David Göttler nach Erfolg am Nanga Parbat: „Highlight meiner Bergsteiger-Karriere“

David Göttler (r.) mit den Skibergsteigern Tiphaine Duperier (l.) und Boris Langenstein auf dem Gipfel des Nanga Parbat
David Göttler (r.) mit den Skibergsteigern Tiphaine Duperier (l.) und Boris Langenstein auf dem Gipfel des Nanga Parbat

Auch nach der Heimkehr an seinen Wohnort in Spanien wirkt David Göttler noch immer, als schwebe er auf Wolke Nummer sieben. „Wahrscheinlich dauert es einen Monat, bis sich die Euphorie legt und ich das alles realisieren kann“, sagt mir der 46 Jahre alte deutsche Bergsteiger.

Am Dienstag vergangener Woche hatte Göttler – gemeinsam mit der Französin Tiphaine Duperier und deren Landsmann Boris Langenstein – den 8125 Meter hohen Nanga Parbat in Pakistan bestiegen.

Es war erst die achte Besteigung des Bergs über die anspruchsvolle Schell-Route. Eine österreichische Expedition unter Leitung von Hanns Schell hatte 1976 diesen Weg auf den Gipfel des Nanga Parbat erstbegangen. Er führt über einen Pfeiler auf der linken Seite der Rupalflanke zur knapp 7000 Meter hohen Scharte zwischen dem Mazeno-Grat und dem Südwestgrat. Auf 7400 Metern wechselt die Route auf die Diamirseite.
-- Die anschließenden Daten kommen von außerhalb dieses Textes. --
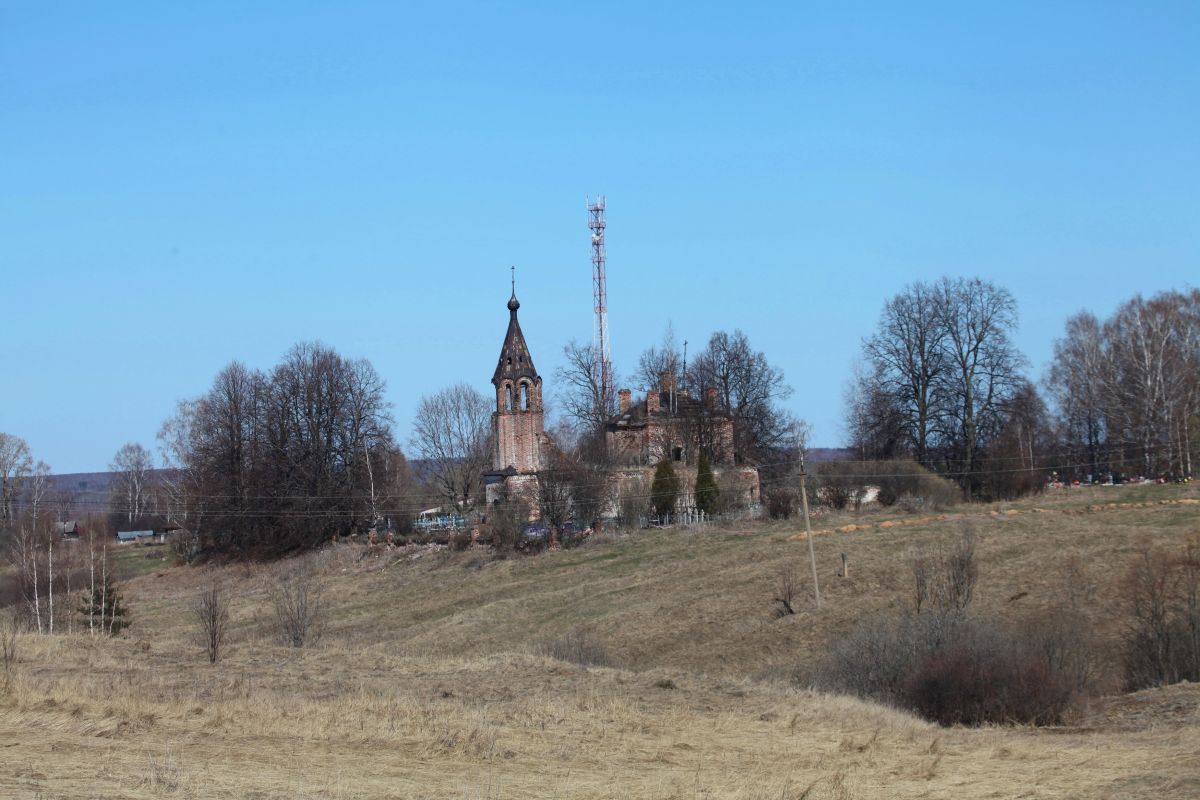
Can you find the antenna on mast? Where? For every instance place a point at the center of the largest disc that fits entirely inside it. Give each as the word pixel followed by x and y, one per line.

Materialdepot auf 6000 Metern

Göttler, Duperier und Langenstein waren im Alpinstil unterwegs, also ohne Flaschensauerstoff, ohne Fixseile, ohne feste Hochlagerkette und ohne Hochträger. „Für ganz harte Puristen haben wir den Alpinstil geopfert, als wir gleich zu Beginn der Expedition auf 6000 Meter aufstiegen und dort Essen und Material deponierten“, räumt David ein. „Wir wollten einfach die Verhältnisse im unteren Teil der Rupalwand auskundschaften, bevor wir zu einem Gipfelversuch starten. Aber wir haben keinen Meter Fixseil gelegt, haben alles selbst getragen und keine klassischen Lager aufgebaut.“

Rupalflanke des Nanga Parbat
Rupalflanke des Nanga Parbat

Mit Gleitschirm ins Basislager geflogen

Für David Göttler war der Nanga Parbat – nach dem Gasherbrum II (2006), dem Broad Peak (2007), dem Dhaulagiri (2008), dem Lhotse (2009), dem Makalu (2013) und dem Mount Everest (2022) – der siebte Achttausender, den er ohne Flaschensauerstoff bestieg.
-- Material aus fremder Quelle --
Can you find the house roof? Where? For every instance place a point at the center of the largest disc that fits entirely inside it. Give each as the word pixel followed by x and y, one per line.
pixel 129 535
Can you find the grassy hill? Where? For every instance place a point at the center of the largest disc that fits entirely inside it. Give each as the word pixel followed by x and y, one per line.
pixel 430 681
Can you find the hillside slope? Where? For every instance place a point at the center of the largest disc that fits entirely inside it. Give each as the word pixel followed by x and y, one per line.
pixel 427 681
Vor elf Jahren, im Winter 2014, hatte sich Göttler erstmals an der Schell-Route versucht, war aber auf 7200 Meter wegen schlechten Wetters umgekehrt. Es folgten drei weitere gescheiterte Anläufe: im Winter 2022 (Aufstieg bis 6200 Meter), im Sommer 2023 (7400 Meter) und im Sommer 2024 (7550 Meter). Jetzt endlich der Gipfel.

Für den Weg zurück ins Basislager wählte das Team unterschiedliche Methoden. David gelang mit einem Start rund 400 Meter unterhalb des Gipfels der erste Gleitschirmflug am Nanga Parbat aus sehr großer Höhe. „Ich bin noch nie so hoch gestartet“, erzählt Göttler. Tiphane und Robin fuhren erstmals mit Skiern die Rupalflanke hinab.    

Hier mein Gespräch mit David Göttler:

Ich habe natürlich aus den ersten vier Versuchen gelernt – gerade bei den letzten beiden im Sommer, wo ich auf etwa 7400 und 7500 Metern umgedreht habe. Ich habe gelernt, dass das letzte Stück noch unheimlich lang ist. Auf dem Papier ist das letzte Lager auf 7400 Metern. Da denkst du, es ist ja nur noch ein Klacks über die Diamirseite bis zum Gipfel. Aber es ist ein Gewaltmarsch, der sich noch unendlich zieht. Darauf muss man vorbereitet sein. Das ist das eine.

David Göttler im Aufstieg
David im Aufstieg

Das andere ist, dass du mit den Verhältnissen am Berg Glück haben musst. Einen besseren Gipfeltag vom Wetter und den Verhältnissen her hätten wir uns nicht wünschen können. Der Schnee war viel härter, wir mussten weniger spuren. Und das machte auf der langen Querung hinüber zum Gipfel einen Riesenunterschied aus.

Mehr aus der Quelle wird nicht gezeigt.